The juncos like to feed on the ground hopping and scratching to find seeds, nuts, some fruits and many different types of insects. Their diet in summer is mostly insects. They feed the nestlings only insects, sometimes regurgitated when the nestlings are very young. In winter their diet is mostly seeds. At your feeder they prefer the small seeds they can crack open such as white millet. They will feed on the ground or at an elevated tray.

Their predators would be hawk, accipiters, egg or nestling eating mammals and snakes. At one time humans shot them for food. John James Audubon commented in his classic Birds of America: Dark-eyed Junco ("... flesh is extremely delicate and juicy"). In 1918 legislation enacted as part of the Migratory Bird Act stopped the hunting of migratory non-game birds except for scientific purposes.

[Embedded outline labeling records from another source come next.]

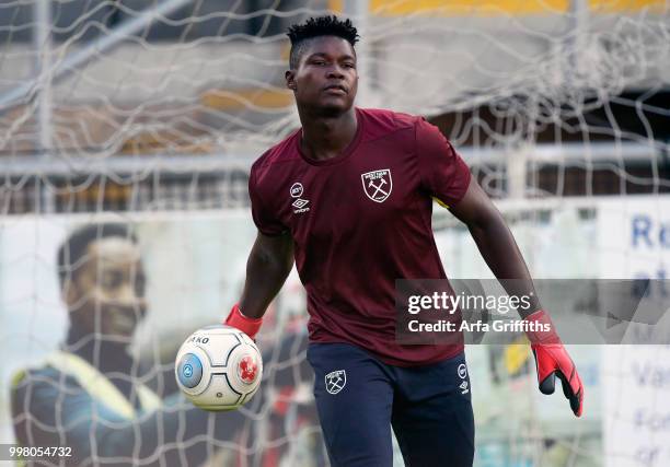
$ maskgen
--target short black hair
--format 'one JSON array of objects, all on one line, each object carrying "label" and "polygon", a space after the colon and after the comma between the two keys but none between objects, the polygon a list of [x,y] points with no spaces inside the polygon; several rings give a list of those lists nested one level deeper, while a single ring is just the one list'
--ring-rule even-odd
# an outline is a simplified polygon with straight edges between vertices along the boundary
[{"label": "short black hair", "polygon": [[347,40],[351,44],[351,47],[354,47],[360,38],[351,20],[340,20],[335,15],[310,17],[304,23],[293,24],[289,27],[286,35],[289,36],[291,40],[291,54],[289,58],[291,70],[298,68],[300,56],[304,50],[303,46],[307,44],[308,39],[321,36],[336,36]]},{"label": "short black hair", "polygon": [[118,236],[137,243],[137,237],[126,224],[122,223],[93,223],[77,229],[68,235],[58,248],[58,280],[62,289],[68,276],[80,266],[86,255],[89,245],[101,238]]}]

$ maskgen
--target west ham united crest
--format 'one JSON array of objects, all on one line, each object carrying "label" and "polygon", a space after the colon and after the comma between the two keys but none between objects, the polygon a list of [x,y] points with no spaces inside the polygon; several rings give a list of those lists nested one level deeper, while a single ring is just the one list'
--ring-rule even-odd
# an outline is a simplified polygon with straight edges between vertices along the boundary
[{"label": "west ham united crest", "polygon": [[384,202],[391,196],[393,179],[391,179],[391,171],[389,168],[361,174],[360,179],[363,183],[366,195],[372,201]]},{"label": "west ham united crest", "polygon": [[347,372],[344,370],[336,370],[328,373],[325,376],[326,390],[331,394],[337,394],[344,389],[347,384]]}]

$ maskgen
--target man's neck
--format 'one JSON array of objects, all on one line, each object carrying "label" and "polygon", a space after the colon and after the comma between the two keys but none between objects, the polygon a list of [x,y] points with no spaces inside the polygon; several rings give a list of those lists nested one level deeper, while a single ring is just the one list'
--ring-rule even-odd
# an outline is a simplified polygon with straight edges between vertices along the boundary
[{"label": "man's neck", "polygon": [[344,152],[356,136],[358,121],[354,107],[332,116],[314,115],[300,108],[298,113],[302,124],[300,149],[310,159],[335,157]]}]

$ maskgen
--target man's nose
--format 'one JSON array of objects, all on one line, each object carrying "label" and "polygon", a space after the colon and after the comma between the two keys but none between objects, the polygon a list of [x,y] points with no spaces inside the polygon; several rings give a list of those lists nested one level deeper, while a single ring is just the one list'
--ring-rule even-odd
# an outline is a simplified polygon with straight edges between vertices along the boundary
[{"label": "man's nose", "polygon": [[333,65],[332,67],[328,68],[327,78],[343,80],[344,77],[345,77],[344,71],[342,70],[339,65],[335,63],[335,65]]}]

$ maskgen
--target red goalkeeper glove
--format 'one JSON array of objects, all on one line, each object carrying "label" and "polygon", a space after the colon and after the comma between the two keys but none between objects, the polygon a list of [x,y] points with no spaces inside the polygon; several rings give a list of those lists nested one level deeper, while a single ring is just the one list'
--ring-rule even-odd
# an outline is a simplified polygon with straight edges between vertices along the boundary
[{"label": "red goalkeeper glove", "polygon": [[555,376],[558,376],[563,384],[563,394],[570,401],[573,412],[580,417],[584,406],[584,385],[575,363],[556,334],[554,324],[542,310],[527,316],[525,320],[550,326],[548,331],[528,330],[525,332],[535,355],[540,392],[542,394],[554,394]]},{"label": "red goalkeeper glove", "polygon": [[240,311],[240,305],[235,303],[223,324],[238,328],[252,339],[255,339],[263,324],[263,318],[247,318]]}]

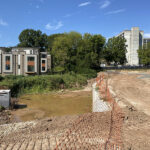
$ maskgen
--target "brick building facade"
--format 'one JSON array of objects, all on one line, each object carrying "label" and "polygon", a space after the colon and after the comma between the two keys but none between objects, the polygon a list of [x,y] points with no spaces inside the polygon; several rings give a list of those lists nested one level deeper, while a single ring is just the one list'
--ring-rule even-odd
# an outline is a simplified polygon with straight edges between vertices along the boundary
[{"label": "brick building facade", "polygon": [[0,48],[0,74],[40,75],[51,69],[51,55],[39,48],[12,48],[6,52]]}]

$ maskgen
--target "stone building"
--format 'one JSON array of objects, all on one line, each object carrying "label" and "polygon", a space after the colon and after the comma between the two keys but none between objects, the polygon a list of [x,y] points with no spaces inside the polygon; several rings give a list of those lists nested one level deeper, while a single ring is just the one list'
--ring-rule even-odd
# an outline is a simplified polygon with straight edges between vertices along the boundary
[{"label": "stone building", "polygon": [[51,69],[51,55],[39,48],[0,48],[0,74],[40,75]]},{"label": "stone building", "polygon": [[150,38],[144,38],[144,46],[147,48],[148,43],[150,43]]},{"label": "stone building", "polygon": [[127,45],[127,65],[138,66],[139,57],[137,50],[143,46],[144,32],[139,30],[139,27],[133,27],[131,30],[124,30],[117,36],[123,36],[126,39]]}]

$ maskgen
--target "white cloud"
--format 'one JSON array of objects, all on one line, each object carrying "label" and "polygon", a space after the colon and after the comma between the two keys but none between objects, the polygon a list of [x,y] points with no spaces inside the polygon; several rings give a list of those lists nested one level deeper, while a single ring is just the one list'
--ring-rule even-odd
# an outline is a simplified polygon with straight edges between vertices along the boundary
[{"label": "white cloud", "polygon": [[118,9],[118,10],[114,10],[114,11],[109,11],[106,13],[106,15],[112,15],[112,14],[118,14],[118,13],[122,13],[126,11],[125,9]]},{"label": "white cloud", "polygon": [[8,23],[3,21],[3,19],[0,19],[0,25],[1,26],[8,26]]},{"label": "white cloud", "polygon": [[65,16],[63,16],[64,18],[69,18],[69,17],[71,17],[72,16],[72,14],[67,14],[67,15],[65,15]]},{"label": "white cloud", "polygon": [[64,26],[63,25],[63,23],[61,22],[61,21],[59,21],[59,22],[57,22],[57,23],[48,23],[46,26],[45,26],[45,28],[47,29],[47,30],[58,30],[58,29],[60,29],[62,26]]},{"label": "white cloud", "polygon": [[87,6],[90,4],[91,4],[91,2],[84,2],[84,3],[79,4],[78,7],[83,7],[83,6]]},{"label": "white cloud", "polygon": [[108,7],[110,4],[111,4],[111,2],[106,0],[106,1],[103,2],[103,4],[101,4],[100,8],[104,9],[104,8]]},{"label": "white cloud", "polygon": [[145,33],[145,34],[144,34],[144,37],[145,37],[145,38],[150,38],[150,33]]}]

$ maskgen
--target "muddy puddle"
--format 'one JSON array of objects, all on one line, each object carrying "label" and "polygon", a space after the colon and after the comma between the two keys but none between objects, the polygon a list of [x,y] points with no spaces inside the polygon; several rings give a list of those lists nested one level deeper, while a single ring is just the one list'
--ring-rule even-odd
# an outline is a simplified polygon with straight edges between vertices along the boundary
[{"label": "muddy puddle", "polygon": [[19,99],[19,109],[12,113],[21,121],[45,117],[83,114],[92,111],[92,92],[67,92],[25,95]]}]

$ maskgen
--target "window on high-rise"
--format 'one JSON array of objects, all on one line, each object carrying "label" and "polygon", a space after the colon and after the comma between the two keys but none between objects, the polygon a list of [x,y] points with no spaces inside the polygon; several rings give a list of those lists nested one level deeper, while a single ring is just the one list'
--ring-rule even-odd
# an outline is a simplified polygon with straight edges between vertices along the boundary
[{"label": "window on high-rise", "polygon": [[10,70],[10,56],[6,56],[5,60],[6,60],[5,69]]}]

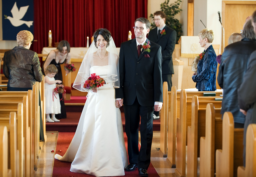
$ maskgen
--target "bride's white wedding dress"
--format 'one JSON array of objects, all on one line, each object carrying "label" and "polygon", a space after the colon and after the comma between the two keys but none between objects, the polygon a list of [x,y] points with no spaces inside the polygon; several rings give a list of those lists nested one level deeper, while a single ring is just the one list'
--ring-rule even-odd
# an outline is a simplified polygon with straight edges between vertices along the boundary
[{"label": "bride's white wedding dress", "polygon": [[[90,72],[105,79],[109,67],[95,66]],[[68,148],[63,157],[55,155],[56,159],[72,162],[70,171],[96,176],[124,175],[128,160],[115,93],[113,86],[106,84],[97,93],[88,93]]]}]

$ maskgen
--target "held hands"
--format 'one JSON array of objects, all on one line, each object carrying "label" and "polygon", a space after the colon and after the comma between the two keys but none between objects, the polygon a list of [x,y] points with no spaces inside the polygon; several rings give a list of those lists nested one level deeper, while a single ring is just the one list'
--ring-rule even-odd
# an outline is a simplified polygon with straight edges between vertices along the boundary
[{"label": "held hands", "polygon": [[60,80],[56,80],[55,81],[56,81],[56,82],[58,84],[61,84],[62,83],[62,81],[61,81]]},{"label": "held hands", "polygon": [[95,93],[97,92],[97,87],[94,87],[92,88],[92,91]]},{"label": "held hands", "polygon": [[123,106],[123,99],[122,98],[121,100],[118,100],[116,101],[116,106],[117,108],[120,108]]},{"label": "held hands", "polygon": [[242,109],[240,109],[240,112],[241,112],[243,114],[243,115],[245,116],[246,115],[247,111],[246,111],[243,110],[242,110]]},{"label": "held hands", "polygon": [[62,84],[58,84],[57,85],[57,87],[61,87],[62,88],[64,88],[64,86],[63,86]]},{"label": "held hands", "polygon": [[155,104],[154,105],[154,110],[155,111],[159,111],[162,109],[162,105]]}]

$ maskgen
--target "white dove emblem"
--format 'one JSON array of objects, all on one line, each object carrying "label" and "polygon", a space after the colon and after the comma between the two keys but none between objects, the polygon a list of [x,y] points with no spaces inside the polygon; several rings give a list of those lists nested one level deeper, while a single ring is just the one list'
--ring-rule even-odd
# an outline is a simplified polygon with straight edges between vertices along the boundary
[{"label": "white dove emblem", "polygon": [[15,2],[11,11],[12,17],[10,16],[7,16],[7,15],[5,15],[5,19],[8,19],[9,20],[11,24],[14,26],[19,26],[25,23],[29,28],[30,28],[30,26],[33,24],[33,21],[25,21],[20,20],[24,16],[29,6],[27,5],[20,7],[19,10]]}]

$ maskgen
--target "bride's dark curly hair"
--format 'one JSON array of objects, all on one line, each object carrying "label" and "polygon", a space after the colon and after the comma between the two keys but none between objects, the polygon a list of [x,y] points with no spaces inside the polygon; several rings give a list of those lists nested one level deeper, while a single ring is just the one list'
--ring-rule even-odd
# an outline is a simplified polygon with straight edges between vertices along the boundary
[{"label": "bride's dark curly hair", "polygon": [[104,38],[106,41],[108,42],[107,44],[107,47],[109,45],[109,41],[110,41],[110,36],[111,36],[111,33],[109,31],[105,28],[100,28],[96,31],[93,33],[93,40],[94,41],[94,44],[95,46],[97,47],[96,43],[97,42],[97,37],[99,34],[100,34]]}]

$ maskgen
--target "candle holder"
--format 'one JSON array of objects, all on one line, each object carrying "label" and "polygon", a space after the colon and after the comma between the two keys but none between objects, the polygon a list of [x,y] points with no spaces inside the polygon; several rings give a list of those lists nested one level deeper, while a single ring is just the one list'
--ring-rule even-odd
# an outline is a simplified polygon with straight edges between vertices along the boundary
[{"label": "candle holder", "polygon": [[49,33],[48,34],[48,41],[49,43],[48,47],[52,47],[52,31],[50,30],[49,31]]},{"label": "candle holder", "polygon": [[128,33],[128,40],[131,40],[132,39],[132,32],[130,31],[129,31],[129,33]]}]

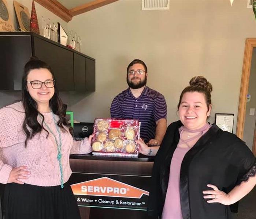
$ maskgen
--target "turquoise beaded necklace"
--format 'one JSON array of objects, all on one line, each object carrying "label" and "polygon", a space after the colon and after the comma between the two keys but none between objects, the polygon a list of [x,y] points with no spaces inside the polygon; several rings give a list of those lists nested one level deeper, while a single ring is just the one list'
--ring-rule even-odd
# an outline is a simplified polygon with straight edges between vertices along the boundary
[{"label": "turquoise beaded necklace", "polygon": [[[52,108],[50,107],[50,109],[51,110],[51,112],[52,114],[52,117],[53,118],[53,121],[54,121],[54,124],[55,124],[55,127],[56,127],[56,129],[58,132],[59,135],[59,143],[58,143],[58,141],[57,140],[57,138],[55,136],[55,135],[53,134],[53,132],[52,131],[52,130],[50,128],[49,126],[44,121],[44,123],[46,126],[46,127],[48,129],[48,131],[51,133],[51,134],[54,137],[54,139],[55,139],[55,142],[57,145],[57,149],[58,150],[58,155],[57,156],[57,160],[58,160],[59,161],[59,164],[60,166],[60,187],[62,189],[64,188],[64,185],[63,185],[63,169],[62,169],[62,165],[61,162],[61,157],[62,155],[61,154],[61,149],[62,146],[62,142],[61,139],[61,135],[60,135],[60,127],[58,126],[57,124],[57,122],[56,122],[56,119],[55,119],[55,116],[54,115],[54,114],[52,112]],[[38,114],[40,118],[42,120],[42,116],[40,114]]]}]

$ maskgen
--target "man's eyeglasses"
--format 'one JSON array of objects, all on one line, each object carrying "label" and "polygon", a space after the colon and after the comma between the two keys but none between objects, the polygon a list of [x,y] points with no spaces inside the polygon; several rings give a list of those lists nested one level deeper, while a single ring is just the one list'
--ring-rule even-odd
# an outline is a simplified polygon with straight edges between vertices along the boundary
[{"label": "man's eyeglasses", "polygon": [[129,74],[134,75],[135,74],[135,73],[137,73],[137,74],[143,74],[144,72],[145,72],[144,70],[142,69],[138,69],[137,71],[131,70],[130,71],[129,71]]},{"label": "man's eyeglasses", "polygon": [[45,87],[48,88],[53,88],[55,84],[55,81],[54,80],[46,80],[44,82],[42,82],[40,81],[35,80],[32,81],[27,81],[26,82],[31,84],[32,87],[34,89],[40,89],[42,87],[43,84],[44,84]]}]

In cold weather juncos, sparrows and finches use thermoregulation while foraging on the ground for food. They will drop down and cover their legs and feet with their breast feathers, pausing in their search for food to warm up. In winter a favorite place to look for juncos is on sunny, bare, south facing slopes.

Some identifying marks to look for in differentiating the adult forms of Dark-eyed Juncos we would normally see in Colorado are: Gray-headed Junco Dark eyes and area around the eyes, pink bill, pale gray overall, white belly, not distinctly defined, neat, rufous back; Oregon Junco Only junco with jet black hood contrasting with brown back the female is paler; Slate-colored Junco Slate gray with pink bill and white belly; Pink-sided Junco Slightly larger than Oregon Junco, with pale, bluish gray hood, dark around eyes and rich orange-buff sides; Whitewinged Junco Larger than Slate-colored, dark around eyes, pale gray throat, distinct, white wingbars and more white feathers at tail edges than other juncos. The Red-backed Junco form from New Mexico is not found in Colorado. The Yellow-eyed Junco is a separate species found in Arizona and Mexico.

How long do juncos live? There are several records of recaptures after 8 ½ years. Young juncos have been recorded returning after migration to nest within 50 yards of the nest location they fledged.

Mila et al. (2007) conclude the entire Darkeyed Junco species has undergone a rapid post-Pleistocene radiation from the south, diversifying in the past 10,000 years into the various forms we see today.

Information for this article was collected from many sources. Perhaps the Snowbirds will visit you this winter.